Humans are creatures of habit, so if you find yourself returning to your familiar food habits after the cleanse - despite the info your body so kindly provided you with - you are far from alone.
One way to think about making food choice changes is to consider habit vs desire. I’ll give an example from my own experience. At some point, through some trial and error, I realized that my body no longer appreciated the ratio of carbs that had been a working baseline for years.
With this information, I examined each serving of carb that I ate and asked the question: “Am I eating this because I want it, or simply out of habit?”
Some of the answers surprised me. Regarding pasta - I realized I didn’t really care about the pasta; it was simply a convenient vehicle for a yummy sauce. Which led me to the great discovery that pasta sauces taste great on veggies! (This was long before spiraled veggie noodles became popular.)
Same with cheese and crackers: for the most part, I was not so interested in the cracker (with some exceptions). Mostly crackers were a convenient way to get the cheese into my mouth. Turns out thinly sliced apple and zucchini (cut on the bias to make is nice size “cracker) are great cheese vehicles.

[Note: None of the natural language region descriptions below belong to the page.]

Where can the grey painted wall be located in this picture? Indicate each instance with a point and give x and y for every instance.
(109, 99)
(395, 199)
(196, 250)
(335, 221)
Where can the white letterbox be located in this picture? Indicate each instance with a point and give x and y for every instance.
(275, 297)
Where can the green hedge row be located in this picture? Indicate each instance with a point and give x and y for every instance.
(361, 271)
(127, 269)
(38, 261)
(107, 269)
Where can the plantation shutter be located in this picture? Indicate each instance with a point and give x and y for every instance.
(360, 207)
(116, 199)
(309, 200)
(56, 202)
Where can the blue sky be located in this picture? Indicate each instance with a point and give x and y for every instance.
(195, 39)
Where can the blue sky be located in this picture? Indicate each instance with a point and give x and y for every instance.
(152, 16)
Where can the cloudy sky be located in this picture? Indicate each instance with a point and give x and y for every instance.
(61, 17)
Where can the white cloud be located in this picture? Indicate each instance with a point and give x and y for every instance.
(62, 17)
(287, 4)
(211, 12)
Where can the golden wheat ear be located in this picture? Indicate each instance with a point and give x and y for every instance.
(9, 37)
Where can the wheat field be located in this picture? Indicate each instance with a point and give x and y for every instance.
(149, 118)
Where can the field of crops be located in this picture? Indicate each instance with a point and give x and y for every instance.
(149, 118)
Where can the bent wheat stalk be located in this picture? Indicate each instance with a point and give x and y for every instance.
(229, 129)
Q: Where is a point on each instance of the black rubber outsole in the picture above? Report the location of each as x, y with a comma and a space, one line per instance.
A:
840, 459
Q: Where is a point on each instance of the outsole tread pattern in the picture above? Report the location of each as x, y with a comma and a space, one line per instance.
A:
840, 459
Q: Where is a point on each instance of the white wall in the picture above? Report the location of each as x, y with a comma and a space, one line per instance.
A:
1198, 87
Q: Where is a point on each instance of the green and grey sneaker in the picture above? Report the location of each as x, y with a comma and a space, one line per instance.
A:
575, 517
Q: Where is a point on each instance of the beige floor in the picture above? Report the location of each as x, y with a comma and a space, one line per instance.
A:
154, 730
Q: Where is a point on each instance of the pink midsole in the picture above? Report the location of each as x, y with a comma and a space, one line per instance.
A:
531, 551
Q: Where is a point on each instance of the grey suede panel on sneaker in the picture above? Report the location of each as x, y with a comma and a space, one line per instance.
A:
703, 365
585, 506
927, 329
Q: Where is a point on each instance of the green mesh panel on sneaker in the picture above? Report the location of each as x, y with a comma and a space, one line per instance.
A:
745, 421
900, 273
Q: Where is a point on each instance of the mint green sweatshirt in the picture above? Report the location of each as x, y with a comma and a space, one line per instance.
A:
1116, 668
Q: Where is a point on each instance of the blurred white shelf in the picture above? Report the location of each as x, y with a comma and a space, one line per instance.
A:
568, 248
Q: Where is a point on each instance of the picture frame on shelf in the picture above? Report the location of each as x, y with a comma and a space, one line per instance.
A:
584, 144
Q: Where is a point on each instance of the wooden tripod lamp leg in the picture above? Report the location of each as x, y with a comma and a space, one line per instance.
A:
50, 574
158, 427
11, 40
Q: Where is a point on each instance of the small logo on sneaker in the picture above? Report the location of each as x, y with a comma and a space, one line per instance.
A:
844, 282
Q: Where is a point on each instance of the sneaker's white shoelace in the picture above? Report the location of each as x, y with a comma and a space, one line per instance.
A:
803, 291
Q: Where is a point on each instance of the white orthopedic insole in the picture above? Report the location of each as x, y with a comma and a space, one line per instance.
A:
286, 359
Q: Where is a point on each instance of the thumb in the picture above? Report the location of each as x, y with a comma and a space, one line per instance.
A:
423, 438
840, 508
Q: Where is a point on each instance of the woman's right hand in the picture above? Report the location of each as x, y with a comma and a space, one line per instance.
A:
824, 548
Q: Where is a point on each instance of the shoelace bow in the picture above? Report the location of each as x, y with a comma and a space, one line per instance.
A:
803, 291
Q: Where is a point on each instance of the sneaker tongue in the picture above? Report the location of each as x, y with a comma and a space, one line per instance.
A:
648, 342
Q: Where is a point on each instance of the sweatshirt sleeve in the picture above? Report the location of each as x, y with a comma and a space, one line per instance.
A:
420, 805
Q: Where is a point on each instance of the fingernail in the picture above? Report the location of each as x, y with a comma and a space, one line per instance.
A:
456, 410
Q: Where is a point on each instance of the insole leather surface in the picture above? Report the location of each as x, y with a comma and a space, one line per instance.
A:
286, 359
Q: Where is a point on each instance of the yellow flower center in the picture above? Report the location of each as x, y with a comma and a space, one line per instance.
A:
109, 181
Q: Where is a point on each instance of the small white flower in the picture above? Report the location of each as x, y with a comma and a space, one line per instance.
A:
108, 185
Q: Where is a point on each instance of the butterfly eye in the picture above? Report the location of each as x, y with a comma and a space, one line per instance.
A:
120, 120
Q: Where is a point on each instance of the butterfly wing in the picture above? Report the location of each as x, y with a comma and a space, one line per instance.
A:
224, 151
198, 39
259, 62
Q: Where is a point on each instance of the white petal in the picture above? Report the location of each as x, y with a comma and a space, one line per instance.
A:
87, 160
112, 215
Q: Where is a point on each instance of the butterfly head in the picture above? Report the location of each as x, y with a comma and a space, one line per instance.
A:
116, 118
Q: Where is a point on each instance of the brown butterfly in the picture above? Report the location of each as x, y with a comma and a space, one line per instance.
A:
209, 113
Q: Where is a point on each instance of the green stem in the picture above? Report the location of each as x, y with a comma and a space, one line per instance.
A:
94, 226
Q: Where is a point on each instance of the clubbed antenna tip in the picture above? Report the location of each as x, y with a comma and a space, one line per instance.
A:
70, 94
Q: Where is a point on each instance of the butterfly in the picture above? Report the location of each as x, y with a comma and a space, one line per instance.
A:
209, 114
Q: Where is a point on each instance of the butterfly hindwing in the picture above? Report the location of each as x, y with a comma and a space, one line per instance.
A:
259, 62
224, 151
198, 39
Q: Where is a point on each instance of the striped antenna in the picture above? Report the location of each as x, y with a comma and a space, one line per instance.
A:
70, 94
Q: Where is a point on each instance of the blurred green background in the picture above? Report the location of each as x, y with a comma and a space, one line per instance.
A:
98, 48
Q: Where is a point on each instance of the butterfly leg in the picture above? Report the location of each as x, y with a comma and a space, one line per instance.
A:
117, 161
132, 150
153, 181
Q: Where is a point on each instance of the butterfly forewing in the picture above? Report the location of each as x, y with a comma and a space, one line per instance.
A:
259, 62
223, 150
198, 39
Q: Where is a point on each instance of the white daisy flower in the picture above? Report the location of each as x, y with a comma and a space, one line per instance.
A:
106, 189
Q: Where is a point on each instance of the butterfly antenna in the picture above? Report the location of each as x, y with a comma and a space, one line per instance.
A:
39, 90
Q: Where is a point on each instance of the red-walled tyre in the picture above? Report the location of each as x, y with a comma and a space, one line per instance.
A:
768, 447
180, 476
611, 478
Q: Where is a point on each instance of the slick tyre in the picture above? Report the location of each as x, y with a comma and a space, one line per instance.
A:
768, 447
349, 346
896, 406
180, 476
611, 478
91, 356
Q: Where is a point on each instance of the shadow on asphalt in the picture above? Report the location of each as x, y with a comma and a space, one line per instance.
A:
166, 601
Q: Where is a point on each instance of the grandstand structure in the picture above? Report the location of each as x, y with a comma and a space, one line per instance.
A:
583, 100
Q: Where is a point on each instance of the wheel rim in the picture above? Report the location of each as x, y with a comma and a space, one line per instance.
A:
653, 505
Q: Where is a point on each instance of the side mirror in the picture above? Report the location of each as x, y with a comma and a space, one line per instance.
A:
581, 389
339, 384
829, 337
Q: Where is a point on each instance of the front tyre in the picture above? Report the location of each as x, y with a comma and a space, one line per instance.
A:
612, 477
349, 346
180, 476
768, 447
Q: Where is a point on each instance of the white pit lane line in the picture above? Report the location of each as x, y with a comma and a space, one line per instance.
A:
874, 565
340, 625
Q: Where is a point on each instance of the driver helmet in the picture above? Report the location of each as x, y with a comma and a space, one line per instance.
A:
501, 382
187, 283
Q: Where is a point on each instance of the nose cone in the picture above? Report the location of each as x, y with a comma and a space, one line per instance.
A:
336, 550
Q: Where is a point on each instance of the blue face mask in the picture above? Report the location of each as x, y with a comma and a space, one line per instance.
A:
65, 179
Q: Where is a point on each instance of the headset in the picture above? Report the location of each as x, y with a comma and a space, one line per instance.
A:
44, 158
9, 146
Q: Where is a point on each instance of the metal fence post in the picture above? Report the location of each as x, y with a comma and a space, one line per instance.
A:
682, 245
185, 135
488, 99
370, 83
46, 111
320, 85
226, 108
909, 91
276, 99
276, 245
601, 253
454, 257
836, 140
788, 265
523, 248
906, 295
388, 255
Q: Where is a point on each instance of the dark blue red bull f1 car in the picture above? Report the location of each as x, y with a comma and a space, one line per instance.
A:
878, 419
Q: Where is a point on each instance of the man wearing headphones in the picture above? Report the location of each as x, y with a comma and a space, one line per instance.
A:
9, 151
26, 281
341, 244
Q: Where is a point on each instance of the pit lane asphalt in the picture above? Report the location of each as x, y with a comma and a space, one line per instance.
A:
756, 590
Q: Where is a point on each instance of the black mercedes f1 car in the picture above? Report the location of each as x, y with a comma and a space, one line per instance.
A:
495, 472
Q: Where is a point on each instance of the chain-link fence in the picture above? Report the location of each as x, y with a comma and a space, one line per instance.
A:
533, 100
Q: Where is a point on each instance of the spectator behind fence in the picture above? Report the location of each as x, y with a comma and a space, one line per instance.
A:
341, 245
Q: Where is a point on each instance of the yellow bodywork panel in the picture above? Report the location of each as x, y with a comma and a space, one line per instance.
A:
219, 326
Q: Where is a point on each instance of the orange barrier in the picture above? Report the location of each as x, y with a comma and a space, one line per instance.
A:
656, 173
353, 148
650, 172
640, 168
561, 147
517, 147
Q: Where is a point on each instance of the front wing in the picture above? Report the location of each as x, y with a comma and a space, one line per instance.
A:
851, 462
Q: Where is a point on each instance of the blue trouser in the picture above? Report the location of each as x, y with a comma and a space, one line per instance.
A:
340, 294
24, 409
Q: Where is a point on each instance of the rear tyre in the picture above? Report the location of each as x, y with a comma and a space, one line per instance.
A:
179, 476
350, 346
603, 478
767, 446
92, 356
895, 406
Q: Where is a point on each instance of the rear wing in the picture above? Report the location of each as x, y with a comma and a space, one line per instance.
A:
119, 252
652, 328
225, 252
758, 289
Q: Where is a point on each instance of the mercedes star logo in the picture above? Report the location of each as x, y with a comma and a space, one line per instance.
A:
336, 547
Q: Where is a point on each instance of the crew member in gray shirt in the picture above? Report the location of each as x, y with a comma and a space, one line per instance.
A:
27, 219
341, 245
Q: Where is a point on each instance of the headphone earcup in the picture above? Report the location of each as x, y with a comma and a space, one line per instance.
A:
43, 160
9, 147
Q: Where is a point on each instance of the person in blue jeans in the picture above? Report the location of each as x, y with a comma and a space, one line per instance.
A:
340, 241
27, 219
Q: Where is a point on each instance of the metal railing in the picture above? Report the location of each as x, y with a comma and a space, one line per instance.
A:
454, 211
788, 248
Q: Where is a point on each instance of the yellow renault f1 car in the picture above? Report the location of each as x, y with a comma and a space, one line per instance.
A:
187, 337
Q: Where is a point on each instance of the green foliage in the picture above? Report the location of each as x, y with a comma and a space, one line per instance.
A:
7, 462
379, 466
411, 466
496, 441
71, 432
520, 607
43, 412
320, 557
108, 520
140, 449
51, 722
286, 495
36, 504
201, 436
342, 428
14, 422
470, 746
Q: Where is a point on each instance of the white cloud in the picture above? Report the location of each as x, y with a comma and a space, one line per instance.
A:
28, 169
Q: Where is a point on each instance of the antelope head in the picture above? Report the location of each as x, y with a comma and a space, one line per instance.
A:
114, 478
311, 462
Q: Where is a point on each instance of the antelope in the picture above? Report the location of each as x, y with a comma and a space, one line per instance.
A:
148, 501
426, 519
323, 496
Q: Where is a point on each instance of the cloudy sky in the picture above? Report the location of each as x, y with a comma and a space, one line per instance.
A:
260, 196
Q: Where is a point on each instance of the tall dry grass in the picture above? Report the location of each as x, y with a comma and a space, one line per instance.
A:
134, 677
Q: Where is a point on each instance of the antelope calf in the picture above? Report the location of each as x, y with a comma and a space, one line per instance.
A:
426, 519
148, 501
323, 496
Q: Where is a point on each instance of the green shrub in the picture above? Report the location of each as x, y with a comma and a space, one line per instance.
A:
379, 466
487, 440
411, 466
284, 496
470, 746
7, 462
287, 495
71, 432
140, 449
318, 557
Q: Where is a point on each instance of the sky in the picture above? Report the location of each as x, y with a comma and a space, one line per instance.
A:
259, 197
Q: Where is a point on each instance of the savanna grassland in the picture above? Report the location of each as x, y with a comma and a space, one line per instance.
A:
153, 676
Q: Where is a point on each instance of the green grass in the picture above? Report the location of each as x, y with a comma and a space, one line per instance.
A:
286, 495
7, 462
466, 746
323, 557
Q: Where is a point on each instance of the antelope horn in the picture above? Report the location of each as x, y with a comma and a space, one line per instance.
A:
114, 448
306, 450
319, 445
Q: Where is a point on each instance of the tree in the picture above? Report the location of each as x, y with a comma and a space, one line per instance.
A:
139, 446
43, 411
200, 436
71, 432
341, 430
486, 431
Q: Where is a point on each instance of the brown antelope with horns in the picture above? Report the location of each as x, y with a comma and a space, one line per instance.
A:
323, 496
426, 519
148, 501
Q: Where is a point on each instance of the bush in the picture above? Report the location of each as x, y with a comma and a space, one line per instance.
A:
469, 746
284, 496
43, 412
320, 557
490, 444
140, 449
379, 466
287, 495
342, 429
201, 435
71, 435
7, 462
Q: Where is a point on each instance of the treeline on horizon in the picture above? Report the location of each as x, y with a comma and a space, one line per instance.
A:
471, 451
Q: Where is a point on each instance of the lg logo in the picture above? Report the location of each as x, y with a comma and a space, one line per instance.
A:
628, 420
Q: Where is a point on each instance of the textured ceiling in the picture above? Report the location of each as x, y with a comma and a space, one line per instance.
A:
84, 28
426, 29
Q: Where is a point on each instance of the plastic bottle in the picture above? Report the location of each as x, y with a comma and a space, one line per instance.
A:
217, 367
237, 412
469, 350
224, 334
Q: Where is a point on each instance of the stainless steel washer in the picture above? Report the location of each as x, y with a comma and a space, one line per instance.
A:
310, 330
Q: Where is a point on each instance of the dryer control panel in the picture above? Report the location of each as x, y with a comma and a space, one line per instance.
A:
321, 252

Toast was a little different. I LOVE toast. Toast is in the “desire” category. But I found I could easily change my habit of daily toast to an every-so-often habit - and enjoy it even more. I didn’t really need or want toast every single day - that was the habit.
My discoveries of ways to easily lower my carb intake meant I felt better in my body without creating a sense of deprivation.
Your discoveries will be different, based on what your body tells you, and what your habits and desires are.
And of course, there will be cases of your body’s needs and your desires clashing. That calls for a different strategy.
For now, focus on the easy changes: let go of the stuff that you eat out of habit, and always thoroughly enjoy whatever you eat.
Let me know what food habits you discover you can change up or let go of without suffering.
Create mindful new habits.
1 ½ lb of eggplant
1 tsp salt
2 tsp minced garlic
1/2 cup tahini (or more if you wish)
3 Tb lemon juice (or more to taste)
2 Tb olive oil
1 tsp toasted sesame oil (optional)
Bake the whole eggplant on a baking sheet at 400 until the flesh is soft (a fork pierces it easily). Let it cool. Halve it and scoop out the flesh from the skin.
Mix salt, garlic, and tahini together in a large bowl, then combine with the eggplant. Add the lemon juice and mix well. Mash with a potato masher until smooth.
Alternatively, put all the ingredients and a food process and pulse until smooth.
Put the Baba Ghanoush in a serving dish. Drizzle the olive oil and optional sesame oil over the top.
Serve with sliced veggies for a delicious end-of-summer appetizer.